O Presidente não é alguém que tenha surgido de fora da política para salvar o país através de afectos. É um político que durante décadas a fio dispôs, como nenhum dos seus antecessores, de uma tribuna que lhe permitiu influenciar a opinião pública e fez dele o mais eficaz spin-doctor da política portuguesa, prática que mantém através de constantes aparições e declarações públicas. Marcelo não é apenas um homem de afectos que gosta de abraçar os que sofrem. É também um político que persegue objectivos próprios e que manifestamente gosta do poder e o usa nas margens das suas competências.
No discurso de 18 de Outubro, perante o País atordoado pela tragédia, o Presidente pôs em causa a continuidade do governo, coisa que não podia fazer, ao chamar o Parlamento a decidir se queria ou não que o governo continuasse. Foi um passo que nenhum Presidente ousara dar antes e que não cabe nas funções do Presidente. Que tenhamos visto, os incêndios não obstante a enorme tragédia que deles resultou, não atentaram contra o “regular funcionamento das instituições”, condição que legitimaria uma intervenção do Presidente. Não tendo os partidos que apoiam o governo levantado qualquer questão quanto à manutenção desse apoio, o discurso do Presidente só pode ser lido como uma tentativa de fazer crer aos portugueses que a “culpa” do governo nos incêndios era tão grande que a sua continuação necessitava de relegitimação.
A nova atitude do Presidente para com o Governo surge após uma vitória estrondosa do PS nas eleições autárquicas e num momento em que as sondagens davam o PS perto de poder alcançar uma maioria absoluta. A economia vai bem e a aprovação do orçamento para 2018 parece assegurada. Por outro lado, o PSD aguarda a eleição de um novo líder que necessitará de algum tempo para se afirmar no País. Inteligente e arguto, Marcelo sentiu o perigo que representaria para o papel que reserva para si próprio como Presidente, se o PS viesse a conseguir uma maioria absoluta nas próximas legislativas. Com um governo de maioria absoluta o Presidente perderia poder e influência.
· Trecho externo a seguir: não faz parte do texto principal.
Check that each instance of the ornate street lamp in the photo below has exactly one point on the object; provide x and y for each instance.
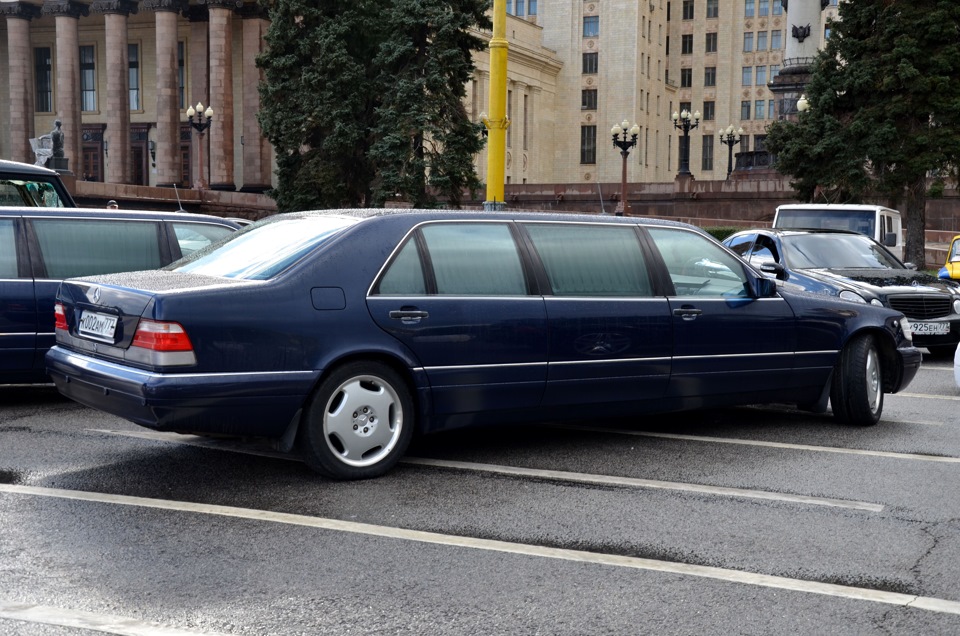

As tragédias de Junho e Outubro foram, pois, a oportunidade para o Presidente fragilizar o governo. Ao ter feito saber repetidamente que tinha pressa que fossem apuradas responsabilidades (como se o governo estivesse a empatar o apuramento dos factos) induziu as pessoas a pensarem que o governo era inoperante e incompetente e que sem a sua presença e as suas palavras nada seria resolvido.
Só assim se justifica que o Presidente tenha quebrado a lealdade institucional com o governo e tenha feito tábua rasa da informação que o primeiro-ministro lhe tinha fornecido, fingindo que não sabia que a ministra Constança Urbano de Sousa ia ser demitida e que iam ser anunciadas importantes decisões quanto às populações e zonas afectadas.
O Presidente dos afectos pode ser também muito frio e calculista.